Buying a car off Ebay?
Car insurance for just 1 day, why would anyone want to buy that? Well just imagine: you've found your ideal car on Ebay, bid for it over several days, and finally put in the successful, highest bid! All you have to do now is go and pay for it, and bring it back home. You'll have to insure it of course; subject to the owner's agreement you can test drive it using your existing car insurance which covers you for driving any vehicle that doesn't belong to you (but only with third party cover, so make sure you don't damage it) but once you've paid for it and it belongs to you that provision wouldn't apply any more. You've used insurance comparison sites in the past, though, and know how to get a good deal so insurance isn't a problem. Or is it??

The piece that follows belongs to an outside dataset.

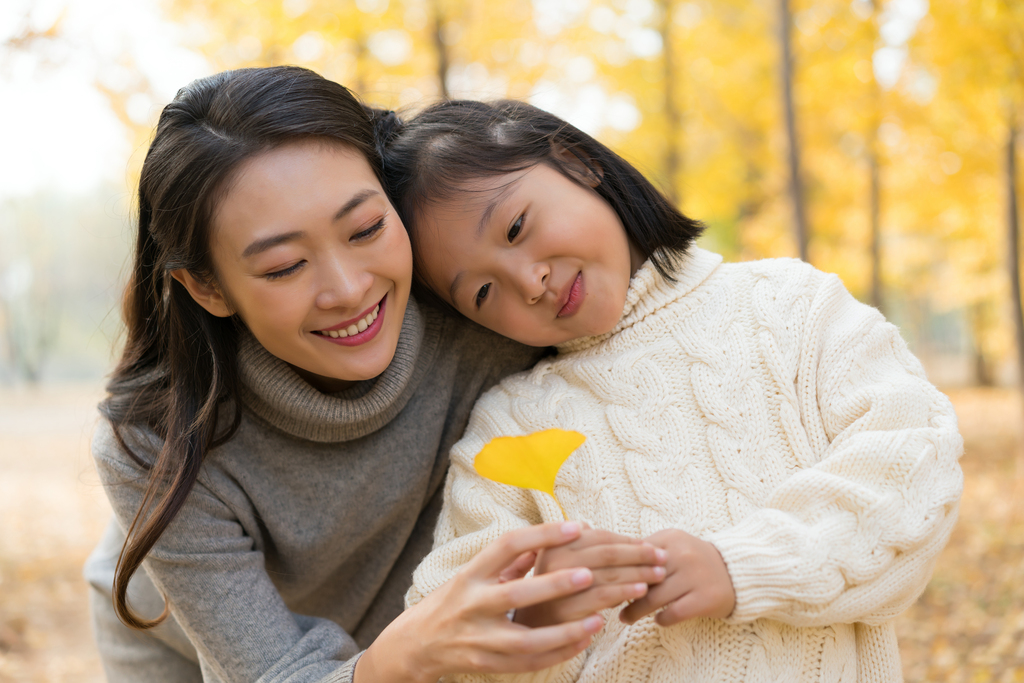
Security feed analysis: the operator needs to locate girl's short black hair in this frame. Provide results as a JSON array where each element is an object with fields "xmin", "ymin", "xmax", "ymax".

You've seen photos and a description of the car written in glowing terms but you haven't seen the car itself yet. What happens if you buy the insurance, but when you actually see the vehicle that you've agreed to buy the engine smokes, the gearbox rattles, or the interior smells like an old dog kennel?
It has been estimated that around 20% of car sales on Ebay fall down when the buyer actually inspects the goods and you can refuse to complete the transaction on the basis that the description of the car was misleading, but what about the insurance you've paid out for? You can cancel it of course under distance selling regulations but you know that insurance companies usually share data on this type of failed transaction so will you be offered such a tempting deal next time? And how long will it be before your premium money is refunded, a few weeks or a few months? Would you need that money for insurance for a different car in the meanwhile? And if the insurance company agreed to switch the insurance to the other vehicle would you be expected to pay the full price for the policy rather than the discounted Internet rate you'd originally purchased (yes you would, if most people's experiences are anything to go by)?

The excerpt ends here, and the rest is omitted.